O economista da Tendências Consultoria Bernardo Wjuniski avaliou a ata como "tranquila" do ponto de vista do cenário de juro. Por isso, ele prevê alta apenas em setembro de 2010. Wjuniski esperava "alguma novidade" mais forte no documento e especula que a falta desse elemento pode ter relação com o os dados do Produto Interno Bruto (PIB) divulgados na semana passada, depois da reunião do Copom, que mostraram um recuperação mais lenta que o esperado. Para o economista, a decisão de manter a Selic não levou o PIB em conta, mas quem redigiu a ata pode tê-lo considerado para manter um tom indicando que a situação de atividade econômica está confortável para o cenário inflacionário.

A economista-chefe da Rosenberg Associados, Taís Zara, avalia que a ata "subiu um pouco o tom", mostrando que o BC tem certeza de que a recuperação da atividade econômica está acontecendo, com redução da margem de ociosidade. "Apesar disso, em termos de inflação, o BC se mostra bastante confortável", disse Taís, lembrando que o documento menciona a deflação nos preços do atacado. Ela afirma que a ata mostra um BC atento, mas avalia que os juros não devem subir em 2010, embora ao longo do tempo a autoridade monetária começará a preparar mais claramente o terreno para alta nos juros.

FISCAL

Com 2009 acabando, o BC já começou a estender seu horizonte de análise até 2011. Dessa forma, a autoridade monetária disse trabalhar com uma meta de superávit primário - economia para pagamento de juros - ""sem ajustes"" de 3,3% do PIB. A meta para 2011 ainda não foi fixada pelo governo, o que ocorrerá só em abril, por meio da Lei de Diretrizes Orçamentárias. .

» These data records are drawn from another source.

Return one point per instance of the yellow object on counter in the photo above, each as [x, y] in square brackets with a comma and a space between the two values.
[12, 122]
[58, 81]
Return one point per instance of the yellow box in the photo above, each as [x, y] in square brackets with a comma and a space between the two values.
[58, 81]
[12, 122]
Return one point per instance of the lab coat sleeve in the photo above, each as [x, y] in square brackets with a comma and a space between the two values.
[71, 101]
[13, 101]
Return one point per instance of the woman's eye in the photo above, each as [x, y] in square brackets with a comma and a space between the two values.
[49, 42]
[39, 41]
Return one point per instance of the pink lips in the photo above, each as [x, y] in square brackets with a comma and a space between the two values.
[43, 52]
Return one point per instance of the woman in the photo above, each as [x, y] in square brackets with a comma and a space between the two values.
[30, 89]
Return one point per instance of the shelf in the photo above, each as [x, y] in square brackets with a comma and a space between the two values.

A expectativa do BC de cumprimento da meta cheia, sem descontos, difere do cenário para 2009 e 2010, anos em que o governo deve lançar mão de instrumentos para abater investimentos da meta. Isso, na prática, reduz a meta a ser perseguida pelo governo. Para Bernardo Wjuniski, da Tendências Consultoria, a menção à política fiscal de 2011 tem um recado implícito de que o BC vê a política fiscal mais frouxa de 2009 e 2010 como atípica, e que ela voltará ao normal em 2011.